The extent to which a company can take advantage of big data analysis is determined by the amount of resources and infrastructure it has available. The good news is that now the barriers to entry have been lowered, making it possible for more organizations to meet their goals to transform operations with insights gained from big data. Here are three approaches that companies of any size can take based on their particular situation.
One thing to note is that these are underlying infrastructure approaches, and that you’ll still need an analytic engine like arcplan on top in order to interact with, visualize and distribute your insights.

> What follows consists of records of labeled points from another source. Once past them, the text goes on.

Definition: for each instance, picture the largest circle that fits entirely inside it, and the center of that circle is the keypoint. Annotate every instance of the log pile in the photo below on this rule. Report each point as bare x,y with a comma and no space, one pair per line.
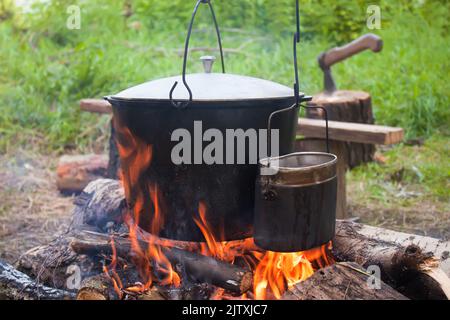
71,265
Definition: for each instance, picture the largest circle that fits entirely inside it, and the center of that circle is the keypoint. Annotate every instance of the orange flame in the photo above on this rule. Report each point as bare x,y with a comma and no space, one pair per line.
150,259
274,272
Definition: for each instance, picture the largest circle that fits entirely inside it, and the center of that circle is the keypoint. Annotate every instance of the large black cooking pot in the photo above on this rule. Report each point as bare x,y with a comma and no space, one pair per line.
152,111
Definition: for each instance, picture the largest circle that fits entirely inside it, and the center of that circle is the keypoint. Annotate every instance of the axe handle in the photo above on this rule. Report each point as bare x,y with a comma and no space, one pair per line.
368,41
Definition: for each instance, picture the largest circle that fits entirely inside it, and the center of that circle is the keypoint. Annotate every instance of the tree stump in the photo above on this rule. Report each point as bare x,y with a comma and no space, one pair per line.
348,106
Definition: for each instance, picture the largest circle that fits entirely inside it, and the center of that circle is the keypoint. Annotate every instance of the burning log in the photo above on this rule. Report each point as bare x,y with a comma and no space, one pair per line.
198,268
96,288
403,260
75,172
341,281
16,285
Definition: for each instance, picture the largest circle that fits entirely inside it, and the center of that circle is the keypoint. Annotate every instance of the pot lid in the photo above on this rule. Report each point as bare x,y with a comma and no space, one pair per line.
208,87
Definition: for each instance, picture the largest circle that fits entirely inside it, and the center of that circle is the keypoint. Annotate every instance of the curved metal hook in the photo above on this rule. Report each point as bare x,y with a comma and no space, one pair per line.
184,104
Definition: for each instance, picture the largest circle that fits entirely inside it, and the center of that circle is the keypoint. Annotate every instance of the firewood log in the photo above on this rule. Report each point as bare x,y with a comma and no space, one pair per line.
15,285
342,281
75,172
97,287
405,262
199,268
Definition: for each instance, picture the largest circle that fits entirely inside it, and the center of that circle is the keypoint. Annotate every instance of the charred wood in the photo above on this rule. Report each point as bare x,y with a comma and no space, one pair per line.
342,281
405,265
15,285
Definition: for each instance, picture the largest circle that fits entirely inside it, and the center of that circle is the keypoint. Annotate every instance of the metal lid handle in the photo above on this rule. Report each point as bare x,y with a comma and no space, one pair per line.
181,104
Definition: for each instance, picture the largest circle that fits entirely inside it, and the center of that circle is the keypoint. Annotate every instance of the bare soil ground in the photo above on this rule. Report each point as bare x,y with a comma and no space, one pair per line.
32,211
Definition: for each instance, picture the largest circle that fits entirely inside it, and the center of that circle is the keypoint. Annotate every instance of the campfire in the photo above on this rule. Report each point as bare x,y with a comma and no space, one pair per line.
254,273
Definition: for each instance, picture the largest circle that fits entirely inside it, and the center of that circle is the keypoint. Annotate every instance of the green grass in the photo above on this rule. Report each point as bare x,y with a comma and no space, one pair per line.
410,174
45,68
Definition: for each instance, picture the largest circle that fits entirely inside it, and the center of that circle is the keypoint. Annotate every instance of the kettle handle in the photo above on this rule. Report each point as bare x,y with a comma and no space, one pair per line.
184,104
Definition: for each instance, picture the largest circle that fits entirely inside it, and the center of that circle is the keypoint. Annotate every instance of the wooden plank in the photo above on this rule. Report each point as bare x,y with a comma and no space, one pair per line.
350,132
96,106
310,128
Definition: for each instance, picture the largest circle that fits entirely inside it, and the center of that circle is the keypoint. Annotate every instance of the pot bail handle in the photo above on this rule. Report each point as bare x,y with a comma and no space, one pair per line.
184,104
299,99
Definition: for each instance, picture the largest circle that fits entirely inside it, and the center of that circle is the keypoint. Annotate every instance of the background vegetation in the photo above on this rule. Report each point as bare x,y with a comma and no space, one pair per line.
45,68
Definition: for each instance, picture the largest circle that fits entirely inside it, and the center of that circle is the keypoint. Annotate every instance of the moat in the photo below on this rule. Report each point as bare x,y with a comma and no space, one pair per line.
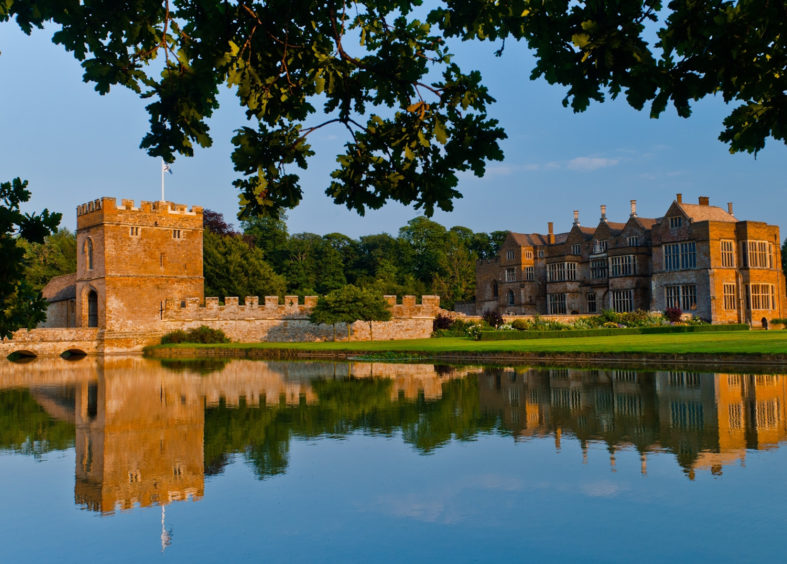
126,459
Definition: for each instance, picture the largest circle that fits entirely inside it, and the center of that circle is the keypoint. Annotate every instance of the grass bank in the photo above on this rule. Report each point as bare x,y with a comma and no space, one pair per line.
734,347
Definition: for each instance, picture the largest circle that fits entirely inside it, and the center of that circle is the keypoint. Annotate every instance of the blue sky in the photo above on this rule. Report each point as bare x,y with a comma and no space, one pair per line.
74,145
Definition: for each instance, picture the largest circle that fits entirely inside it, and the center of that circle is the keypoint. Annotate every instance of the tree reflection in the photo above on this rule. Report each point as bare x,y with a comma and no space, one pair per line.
343,406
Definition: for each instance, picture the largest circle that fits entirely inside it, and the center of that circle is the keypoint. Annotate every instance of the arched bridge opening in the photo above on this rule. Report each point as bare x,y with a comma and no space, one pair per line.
22,356
74,354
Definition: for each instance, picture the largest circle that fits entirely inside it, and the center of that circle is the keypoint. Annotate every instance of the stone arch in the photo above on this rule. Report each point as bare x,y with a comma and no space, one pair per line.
92,308
20,357
73,354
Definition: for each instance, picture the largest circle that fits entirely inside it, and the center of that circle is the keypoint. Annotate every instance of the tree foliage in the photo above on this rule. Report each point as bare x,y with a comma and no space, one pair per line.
21,304
655,54
56,256
349,304
233,268
414,119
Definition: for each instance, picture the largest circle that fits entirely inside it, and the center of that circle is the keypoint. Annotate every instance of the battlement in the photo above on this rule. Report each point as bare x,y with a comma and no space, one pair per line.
108,205
273,308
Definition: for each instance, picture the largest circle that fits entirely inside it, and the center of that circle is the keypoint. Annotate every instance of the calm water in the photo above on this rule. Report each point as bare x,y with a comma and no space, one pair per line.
132,460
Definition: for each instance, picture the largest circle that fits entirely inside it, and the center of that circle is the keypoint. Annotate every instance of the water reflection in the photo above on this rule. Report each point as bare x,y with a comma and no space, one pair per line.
706,420
148,433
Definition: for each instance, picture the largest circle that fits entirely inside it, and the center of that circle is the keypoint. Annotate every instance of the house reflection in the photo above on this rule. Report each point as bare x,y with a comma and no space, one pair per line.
146,433
707,420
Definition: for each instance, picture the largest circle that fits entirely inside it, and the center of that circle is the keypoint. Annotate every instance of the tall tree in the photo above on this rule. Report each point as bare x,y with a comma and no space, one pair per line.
348,305
21,305
424,245
233,268
269,234
457,281
653,53
57,255
413,119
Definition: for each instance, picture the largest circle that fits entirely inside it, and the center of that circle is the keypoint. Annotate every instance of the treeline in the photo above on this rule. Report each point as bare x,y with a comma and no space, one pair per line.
264,258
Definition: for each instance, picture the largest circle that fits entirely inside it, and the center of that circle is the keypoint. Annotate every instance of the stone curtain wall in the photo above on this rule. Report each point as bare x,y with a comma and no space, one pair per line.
289,321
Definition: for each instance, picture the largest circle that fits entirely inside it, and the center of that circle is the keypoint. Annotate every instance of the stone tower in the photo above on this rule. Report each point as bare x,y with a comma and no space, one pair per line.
130,260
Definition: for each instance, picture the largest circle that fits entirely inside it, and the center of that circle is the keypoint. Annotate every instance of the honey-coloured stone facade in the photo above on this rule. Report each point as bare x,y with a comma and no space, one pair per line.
131,259
696,257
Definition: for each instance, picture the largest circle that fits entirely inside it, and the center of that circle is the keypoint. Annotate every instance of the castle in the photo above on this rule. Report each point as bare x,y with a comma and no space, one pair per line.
129,261
139,276
698,258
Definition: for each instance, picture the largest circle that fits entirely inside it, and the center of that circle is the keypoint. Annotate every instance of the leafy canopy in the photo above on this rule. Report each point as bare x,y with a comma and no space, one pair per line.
651,51
414,119
21,304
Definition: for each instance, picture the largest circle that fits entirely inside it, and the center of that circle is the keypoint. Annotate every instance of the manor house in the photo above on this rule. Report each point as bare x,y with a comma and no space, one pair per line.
697,257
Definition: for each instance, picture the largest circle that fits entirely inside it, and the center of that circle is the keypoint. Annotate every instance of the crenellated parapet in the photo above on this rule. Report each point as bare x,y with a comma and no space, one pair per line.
151,214
275,308
108,205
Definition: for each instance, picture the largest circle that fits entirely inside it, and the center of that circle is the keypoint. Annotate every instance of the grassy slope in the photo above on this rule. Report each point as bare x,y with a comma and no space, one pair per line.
772,342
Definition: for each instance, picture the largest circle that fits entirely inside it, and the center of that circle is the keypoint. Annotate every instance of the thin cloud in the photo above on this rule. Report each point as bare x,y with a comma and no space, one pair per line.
588,164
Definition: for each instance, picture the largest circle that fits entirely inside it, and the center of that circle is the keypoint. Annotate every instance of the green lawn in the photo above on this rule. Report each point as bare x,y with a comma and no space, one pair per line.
768,342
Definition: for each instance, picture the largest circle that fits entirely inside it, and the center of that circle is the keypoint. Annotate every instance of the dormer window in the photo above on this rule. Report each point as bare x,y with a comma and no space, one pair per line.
599,247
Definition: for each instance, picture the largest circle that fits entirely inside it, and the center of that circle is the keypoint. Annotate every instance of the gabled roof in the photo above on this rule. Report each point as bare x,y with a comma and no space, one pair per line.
697,212
528,239
616,227
647,222
61,288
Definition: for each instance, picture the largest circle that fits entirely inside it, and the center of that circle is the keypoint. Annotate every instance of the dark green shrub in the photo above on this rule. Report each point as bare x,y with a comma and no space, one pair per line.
673,314
493,318
175,337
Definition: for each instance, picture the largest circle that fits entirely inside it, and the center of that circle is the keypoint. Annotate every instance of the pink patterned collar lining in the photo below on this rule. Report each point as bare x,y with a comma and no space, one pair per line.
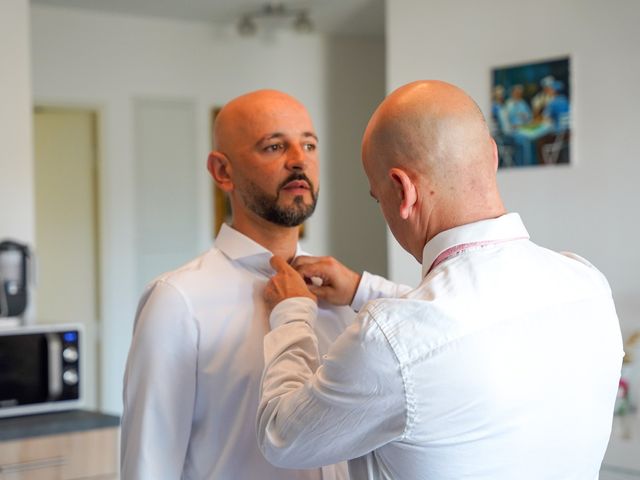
457,249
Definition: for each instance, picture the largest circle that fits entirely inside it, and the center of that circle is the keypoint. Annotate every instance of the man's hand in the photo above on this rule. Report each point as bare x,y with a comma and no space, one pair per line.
339,284
286,283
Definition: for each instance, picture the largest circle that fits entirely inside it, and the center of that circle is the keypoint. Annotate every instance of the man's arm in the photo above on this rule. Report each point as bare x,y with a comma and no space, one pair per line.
159,387
310,414
339,285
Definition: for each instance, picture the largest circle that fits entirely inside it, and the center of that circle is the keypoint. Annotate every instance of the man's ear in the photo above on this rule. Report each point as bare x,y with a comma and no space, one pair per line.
496,159
219,167
406,190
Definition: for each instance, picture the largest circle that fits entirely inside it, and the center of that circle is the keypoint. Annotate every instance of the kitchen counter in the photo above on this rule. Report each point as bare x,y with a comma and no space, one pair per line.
28,426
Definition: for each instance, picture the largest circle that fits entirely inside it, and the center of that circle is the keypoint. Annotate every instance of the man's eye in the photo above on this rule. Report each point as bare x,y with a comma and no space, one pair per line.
274,148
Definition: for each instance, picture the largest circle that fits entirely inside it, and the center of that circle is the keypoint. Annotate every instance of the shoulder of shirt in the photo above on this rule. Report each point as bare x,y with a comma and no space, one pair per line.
590,267
206,263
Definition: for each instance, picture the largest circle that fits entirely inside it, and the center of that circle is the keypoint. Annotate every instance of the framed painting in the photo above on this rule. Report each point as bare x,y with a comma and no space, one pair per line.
531,113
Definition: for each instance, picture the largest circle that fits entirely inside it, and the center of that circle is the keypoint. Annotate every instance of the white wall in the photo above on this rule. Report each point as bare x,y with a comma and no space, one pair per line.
109,62
16,151
356,85
591,207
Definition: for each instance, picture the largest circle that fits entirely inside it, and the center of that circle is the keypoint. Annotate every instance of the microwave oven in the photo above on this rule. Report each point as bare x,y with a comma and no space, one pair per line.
40,369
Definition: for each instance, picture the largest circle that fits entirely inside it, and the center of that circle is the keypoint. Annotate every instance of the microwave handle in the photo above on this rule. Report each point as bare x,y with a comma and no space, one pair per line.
54,354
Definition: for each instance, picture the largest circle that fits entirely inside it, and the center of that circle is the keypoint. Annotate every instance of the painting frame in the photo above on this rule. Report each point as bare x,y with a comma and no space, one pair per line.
530,115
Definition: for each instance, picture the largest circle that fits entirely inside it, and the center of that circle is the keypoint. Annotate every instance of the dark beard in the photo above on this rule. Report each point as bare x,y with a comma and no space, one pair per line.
266,206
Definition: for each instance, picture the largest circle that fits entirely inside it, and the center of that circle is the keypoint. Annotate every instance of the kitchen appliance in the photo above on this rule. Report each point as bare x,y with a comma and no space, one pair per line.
40,369
15,269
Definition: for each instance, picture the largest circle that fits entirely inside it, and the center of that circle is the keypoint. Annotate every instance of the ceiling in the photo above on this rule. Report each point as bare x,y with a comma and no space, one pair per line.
338,17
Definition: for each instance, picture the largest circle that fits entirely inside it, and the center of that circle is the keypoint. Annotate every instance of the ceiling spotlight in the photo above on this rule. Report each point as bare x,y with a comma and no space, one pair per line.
247,26
302,22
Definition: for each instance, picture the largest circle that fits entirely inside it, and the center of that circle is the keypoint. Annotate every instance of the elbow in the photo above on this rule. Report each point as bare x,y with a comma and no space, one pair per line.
280,450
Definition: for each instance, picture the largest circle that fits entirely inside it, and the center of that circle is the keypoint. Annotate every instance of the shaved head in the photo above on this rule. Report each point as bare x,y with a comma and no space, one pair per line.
431,127
433,133
249,115
266,160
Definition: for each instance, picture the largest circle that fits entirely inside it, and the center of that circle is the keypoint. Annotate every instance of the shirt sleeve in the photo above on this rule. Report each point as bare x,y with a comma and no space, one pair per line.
372,287
312,415
159,387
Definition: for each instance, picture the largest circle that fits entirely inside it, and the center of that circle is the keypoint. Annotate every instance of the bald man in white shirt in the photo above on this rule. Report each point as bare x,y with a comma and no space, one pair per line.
502,364
194,366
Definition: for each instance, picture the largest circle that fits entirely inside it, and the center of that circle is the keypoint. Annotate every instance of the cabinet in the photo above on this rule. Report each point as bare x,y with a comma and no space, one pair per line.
63,446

Lots of resources and lots of infrastructure
Before big data was “big data,” Teradata was the only game in town. They’ve been at it for so long and their functionality is so robust – some of their capabilities are second to none. Now other vendors like SAP (with HANA) and Kognitio have their own massively parallel analytic databases. They offer robust processing and querying power on multiple machines simultaneously, enable near real-time MDX (Multidimensional Expressions, for OLAP querying) and SQL (Structured Query Language, the standard way to ask a database a question) queries, and in the case of SAP HANA and Kognitio, are fully in-memory. Not surprisingly, Teradata and SAP HANA come at a high price, but for that high price, the insights you achieve can be very near the speed of thought.